This past week Aspen Institute Radio featured conversations from around the Institute about achieving peace through meditation, breakthroughs in foreign policy, and the effect that cyber threats have on national security and international relations.
Aspen Institute Radio, our two-hour radio show, airs every Saturday and Sunday on SiriusXM Insight (channel 121). Each episode dives into the topics that inform the world around us. Here in our weekly Listen Longer posts, we’ll recap each episode and show where you can read, watch, and listen to more. Don’t have SiriusXM? Try it for free for a month here.
Foreign Policy Breakthroughs: Cases in Successful Diplomacy
Ambassador Robert Hutchings, professor and former chair of the National Intelligence Council, and Dr. Jeremi Suri, professor at the University of Texas discuss their new book, which analyzes the activities of a diverse group of diplomats. Cases in the book include: the Nuclear Non-Proliferation Treaty; the US opening to China; the Camp David Accords; the creation of the European Union; and the completion of the North American Free Trade Agreement. They also discuss some of the implications for current geopolitical developments in Iran, Syria, China, and Russia.
Making Peace Possible
This discussion features Sakyong Mipham Rinpoche, a Tibetan lama and head of the Shambhala lineage, which is grounded in the power of creating enlightened society in everyday life. He discusses the realistic possibility of peace with an emphasis on the humanizing quality of meditation and a strategy for breaking down society into simple interactions of individual impact.

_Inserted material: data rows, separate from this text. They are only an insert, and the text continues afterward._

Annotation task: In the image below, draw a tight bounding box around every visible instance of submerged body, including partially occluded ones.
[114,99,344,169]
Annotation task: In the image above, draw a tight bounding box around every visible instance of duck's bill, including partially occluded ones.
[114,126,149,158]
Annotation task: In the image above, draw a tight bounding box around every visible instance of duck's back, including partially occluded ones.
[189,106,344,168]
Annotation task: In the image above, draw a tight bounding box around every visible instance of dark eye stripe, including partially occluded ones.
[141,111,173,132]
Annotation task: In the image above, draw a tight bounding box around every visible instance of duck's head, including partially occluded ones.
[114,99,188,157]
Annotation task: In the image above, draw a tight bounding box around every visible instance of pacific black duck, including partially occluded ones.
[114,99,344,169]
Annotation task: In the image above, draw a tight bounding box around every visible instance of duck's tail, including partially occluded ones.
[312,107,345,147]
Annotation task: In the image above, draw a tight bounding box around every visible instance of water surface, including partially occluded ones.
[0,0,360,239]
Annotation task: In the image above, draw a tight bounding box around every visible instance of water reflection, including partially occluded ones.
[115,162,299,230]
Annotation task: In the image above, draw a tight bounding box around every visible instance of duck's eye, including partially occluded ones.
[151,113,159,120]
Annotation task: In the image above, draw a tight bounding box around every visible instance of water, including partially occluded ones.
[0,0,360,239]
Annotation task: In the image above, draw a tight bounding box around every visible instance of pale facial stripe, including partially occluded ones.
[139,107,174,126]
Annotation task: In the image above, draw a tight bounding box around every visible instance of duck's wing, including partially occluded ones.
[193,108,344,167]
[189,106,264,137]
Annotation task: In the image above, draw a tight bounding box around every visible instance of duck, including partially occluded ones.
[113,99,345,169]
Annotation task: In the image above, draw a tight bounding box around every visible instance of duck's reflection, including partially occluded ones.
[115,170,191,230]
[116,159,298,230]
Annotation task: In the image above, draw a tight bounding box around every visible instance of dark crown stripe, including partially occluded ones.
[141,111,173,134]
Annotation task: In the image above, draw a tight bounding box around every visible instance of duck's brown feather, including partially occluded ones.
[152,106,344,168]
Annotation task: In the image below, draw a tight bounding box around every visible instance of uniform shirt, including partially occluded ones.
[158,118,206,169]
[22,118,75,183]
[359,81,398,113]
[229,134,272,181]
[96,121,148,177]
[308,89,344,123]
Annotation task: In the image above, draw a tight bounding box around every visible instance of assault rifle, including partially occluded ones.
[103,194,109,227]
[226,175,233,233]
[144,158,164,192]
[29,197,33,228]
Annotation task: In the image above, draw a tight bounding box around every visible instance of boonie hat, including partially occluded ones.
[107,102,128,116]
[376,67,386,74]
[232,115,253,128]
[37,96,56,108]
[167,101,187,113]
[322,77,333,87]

Exploring Cyber Threats, National Security, and International Relations
Presented as a special preview to the 2016 Aspen Security Forum, the focus of this discussion is cyber threats and their effect on national security and international relations. Moderated by David E. Sanger, chief Washington correspondent, The New York Times, the panel features speakers Andy Ozment, assistant secretary for cybersecurity in communications at the US Department of Homeland Security, and Jason Healey, senior research scholar at Columbia University and senior fellow/former founding director of the Cyber Statecraft Initiative at the Atlantic Council.
Finding Time: A Book Talk with Heather Boushey
As work demands more of employees’ time, many are asking: How can I earn a living while making sure my family doesn’t fall behind? Workers across all income brackets struggle with the United States’ outdated work-life policy framework, but the balancing act is particularly challenging and risky for low- and moderate-income workers and their families who have smaller financial margins and a weak safety net. In her new book, Finding Time: The Economics of Work-Life Conflict, economist Heather Boushey argues that resolving work-life conflicts is as vital for individuals and families as it is essential for realizing the country’s productive potential.